Department of Ecology and Vertebrate Zoology, Faculty of Biology and Environmental Protection, University of Lodz, 90-237 Lodz, Poland.
Tropical Aquaculture Laboratory, Program in Fisheries and Aquatic Sciences, School of Forest, Fisheries, and Geomatics Sciences, University of Florida, Ruskin, FL 33570, USA.
Sci Total Environ. 2022 Aug 1;832:154966. doi: 10.1016/j.scitotenv.2022.154966. Epub 2022 Apr 1.
There is increasing use worldwide of electronic decision-support tools to identify potentially invasive non-native species so as to inform policy and management decisions aimed at preventing or mitigating the environmental and socio-economic impacts of biological invasions. This study reviews the analytical approaches used to calibrate scores generated by the Weed Risk Assessment and subsequent adaptations thereof and provides a protocol for: (i) the identification of the assessor(s) who will carry out the screenings; (ii) the definition of the risk assessment area; (iii) the criteria for selection of the species for screening; and (iv) the a priori categorisation of the species into invasive or non-invasive necessary to compute the thresholds by which to distinguish between high-risk and medium-risk non-native species. This analytical approach represents an evidence-based and statistically robust means with which to inform decision-makers and stakeholders about policy and management of potentially invasive species and is expected to serve as a general reference of forthcoming screening applications of Weed Risk Assessment-type toolkits.
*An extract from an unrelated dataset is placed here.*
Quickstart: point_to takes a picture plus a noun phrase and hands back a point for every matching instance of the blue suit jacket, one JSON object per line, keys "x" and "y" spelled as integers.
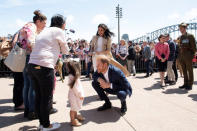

全球范围内越来越多地使用电子决策支持工具来识别潜在的入侵非本地物种,以便为旨在防止或减轻生物入侵对环境和社会经济影响的政策和管理决策提供信息。本研究回顾了用于校准杂草风险评估产生的分数的分析方法及其后续改编,并提供了一个协议:(i)确定将进行筛选的评估者;(ii)定义风险评估区域;(iii)选择要筛选的物种的标准;以及 (iv)对物种进行入侵或非入侵的预先分类,这是计算区分高风险和中风险非本地物种所需阈值的必要条件。这种分析方法为决策者和利益相关者提供了一种基于证据和统计稳健的方法,以便对潜在入侵物种的政策和管理做出决策,预计将成为杂草风险评估类工具包未来筛选应用的一般参考。